Он немного покраснел, но от вопроса отмахнулся.
А вы вообще пытались? спросил он у меня. С девушкой, я имею в виду? На самом деле мне, конечно, не следовало спрашивать, да? Меня это не касается.
Все в порядке, сказал я. И нет, я никогда не пытался. Это бы вообще никак не получилось. Вероятно, вы такое же ощущаете по отношению к мальчикам?

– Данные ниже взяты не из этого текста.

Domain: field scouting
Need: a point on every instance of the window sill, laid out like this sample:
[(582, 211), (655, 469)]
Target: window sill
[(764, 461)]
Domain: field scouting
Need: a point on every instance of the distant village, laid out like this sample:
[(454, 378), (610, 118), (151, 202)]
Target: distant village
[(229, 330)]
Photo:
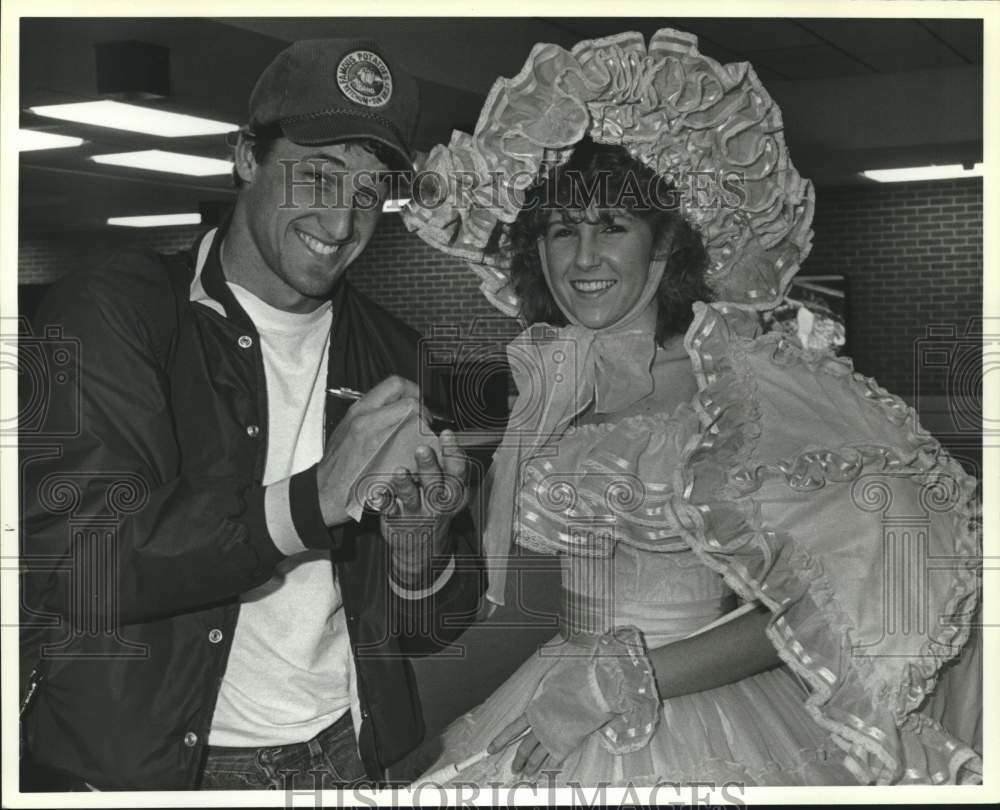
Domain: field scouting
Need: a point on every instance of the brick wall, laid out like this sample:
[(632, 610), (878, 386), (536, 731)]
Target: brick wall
[(912, 254)]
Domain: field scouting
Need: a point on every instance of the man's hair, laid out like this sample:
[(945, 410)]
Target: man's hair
[(263, 137), (609, 178)]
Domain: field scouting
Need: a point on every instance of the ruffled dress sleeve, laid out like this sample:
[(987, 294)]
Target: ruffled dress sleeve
[(815, 491)]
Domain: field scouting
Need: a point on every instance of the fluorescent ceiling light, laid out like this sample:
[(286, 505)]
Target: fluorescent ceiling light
[(156, 220), (115, 115), (392, 206), (30, 140), (923, 173), (156, 160)]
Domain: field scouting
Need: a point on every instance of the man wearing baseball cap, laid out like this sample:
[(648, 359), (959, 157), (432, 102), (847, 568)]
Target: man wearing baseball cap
[(249, 632)]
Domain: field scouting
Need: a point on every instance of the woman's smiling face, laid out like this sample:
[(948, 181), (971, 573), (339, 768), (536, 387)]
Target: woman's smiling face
[(596, 263)]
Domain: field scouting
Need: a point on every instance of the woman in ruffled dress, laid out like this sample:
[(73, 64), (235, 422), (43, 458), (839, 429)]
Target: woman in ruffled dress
[(637, 206)]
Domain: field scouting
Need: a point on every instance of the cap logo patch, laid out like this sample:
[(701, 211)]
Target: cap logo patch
[(365, 79)]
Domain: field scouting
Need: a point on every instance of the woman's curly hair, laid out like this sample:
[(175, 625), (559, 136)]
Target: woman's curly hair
[(612, 179)]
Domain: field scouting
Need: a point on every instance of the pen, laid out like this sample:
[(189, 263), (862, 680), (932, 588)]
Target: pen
[(354, 395)]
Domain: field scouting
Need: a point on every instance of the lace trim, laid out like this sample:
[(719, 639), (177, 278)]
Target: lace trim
[(876, 724)]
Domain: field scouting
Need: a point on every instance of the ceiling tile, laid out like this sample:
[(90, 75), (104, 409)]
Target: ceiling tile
[(963, 36)]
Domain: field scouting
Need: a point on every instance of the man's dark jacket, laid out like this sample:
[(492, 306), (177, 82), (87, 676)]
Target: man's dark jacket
[(143, 520)]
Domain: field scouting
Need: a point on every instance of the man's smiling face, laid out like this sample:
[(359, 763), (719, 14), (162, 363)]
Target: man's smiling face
[(310, 212)]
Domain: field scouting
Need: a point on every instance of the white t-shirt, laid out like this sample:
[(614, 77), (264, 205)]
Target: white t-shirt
[(290, 671)]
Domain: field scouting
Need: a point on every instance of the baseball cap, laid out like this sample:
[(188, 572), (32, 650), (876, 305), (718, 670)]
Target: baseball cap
[(321, 91)]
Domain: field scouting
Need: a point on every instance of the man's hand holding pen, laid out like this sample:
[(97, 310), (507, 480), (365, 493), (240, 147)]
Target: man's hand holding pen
[(422, 496)]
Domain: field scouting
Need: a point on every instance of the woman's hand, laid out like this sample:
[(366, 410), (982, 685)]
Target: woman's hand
[(531, 757)]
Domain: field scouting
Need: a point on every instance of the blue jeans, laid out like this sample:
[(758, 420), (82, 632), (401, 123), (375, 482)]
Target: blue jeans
[(328, 761)]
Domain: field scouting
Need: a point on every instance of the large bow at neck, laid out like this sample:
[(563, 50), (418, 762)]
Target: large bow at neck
[(559, 373)]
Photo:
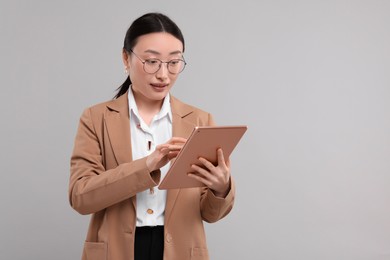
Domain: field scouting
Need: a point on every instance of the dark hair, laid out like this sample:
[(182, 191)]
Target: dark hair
[(147, 23)]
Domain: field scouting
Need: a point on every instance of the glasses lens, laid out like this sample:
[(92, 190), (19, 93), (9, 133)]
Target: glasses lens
[(174, 66), (152, 65)]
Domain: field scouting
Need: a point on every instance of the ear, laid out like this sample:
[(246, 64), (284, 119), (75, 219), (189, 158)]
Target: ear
[(125, 57)]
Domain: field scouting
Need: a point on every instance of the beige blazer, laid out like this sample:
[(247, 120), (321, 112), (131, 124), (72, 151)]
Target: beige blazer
[(104, 181)]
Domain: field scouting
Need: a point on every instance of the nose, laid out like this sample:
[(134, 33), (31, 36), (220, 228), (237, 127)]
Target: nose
[(162, 73)]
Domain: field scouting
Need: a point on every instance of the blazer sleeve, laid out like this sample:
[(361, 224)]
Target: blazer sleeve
[(215, 208), (92, 187)]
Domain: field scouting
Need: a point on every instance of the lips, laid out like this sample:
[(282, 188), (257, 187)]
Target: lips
[(159, 87)]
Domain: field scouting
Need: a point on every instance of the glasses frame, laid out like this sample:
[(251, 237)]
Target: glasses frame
[(161, 62)]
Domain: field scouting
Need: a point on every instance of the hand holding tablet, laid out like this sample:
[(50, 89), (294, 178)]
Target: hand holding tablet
[(202, 143)]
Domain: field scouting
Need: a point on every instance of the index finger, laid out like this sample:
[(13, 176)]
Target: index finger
[(174, 140)]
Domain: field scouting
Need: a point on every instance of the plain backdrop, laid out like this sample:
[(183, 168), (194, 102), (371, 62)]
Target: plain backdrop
[(311, 79)]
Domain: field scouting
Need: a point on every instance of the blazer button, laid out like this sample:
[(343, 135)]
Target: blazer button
[(168, 238)]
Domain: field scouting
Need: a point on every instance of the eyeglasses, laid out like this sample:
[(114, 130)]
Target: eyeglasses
[(151, 66)]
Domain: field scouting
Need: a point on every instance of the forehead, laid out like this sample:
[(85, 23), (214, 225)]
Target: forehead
[(163, 43)]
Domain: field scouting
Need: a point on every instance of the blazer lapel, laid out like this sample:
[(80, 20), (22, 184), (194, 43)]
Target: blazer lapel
[(117, 123), (180, 128)]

Он пожал плечами, и я понял, что слишком уж напираю; лучше отступить, иначе можно отпугнуть.
Я об этом не слишком уж много думал, если честно, промолвил он. Хочу жить такой жизнью, которая открыта для всего. Единственное знаю наверняка в этом смысле однажды я хочу стать отцом.
Правда? спросил я, удивившись такому откровению. Это примечательный порыв для такого молодого человека.
Мне этого всегда хотелось, сообщил он мне. Думаю, из меня получится хороший отец. Кстати, о моих рассказах добавил он, на слух немного смущенно от того, что этого касается, но нам неизбежно придется их обсудить. Я прочел еще два или три после того, как мы приехали в Копенгаген, и, как ни досадно, отнесся к ним так же, как и к Зеркалу. Хорошо написаны, это да, но скучные. Они любительские, я знаю, но
Нет, перебил его я. Любительские неподходящее слово. Но они явно работы человека, которому еще только предстоит открыть в себе голос. Если б вам довелось прочесть какие-то рассказы, что в вашем возрасте писал я, вы б вообще задались вопросом, с чего это я пустился в литературу. Я умолк, требуя от себя честности. В наши отношения уже вкралась толика обмана, но вот на эту тему писательства честь моя призывала меня быть правдивым. У вас есть сноровка, Морис, это факт.
Спасибо.
Могу сказать, что вы думаете над каждым словом, прежде чем предать его бумаге, и на меня производит впечатление то, как вы владеете языком. Но дело в самих рассказах, видите ли. В их сюжетах. Вот в них-то и лежит загвоздка.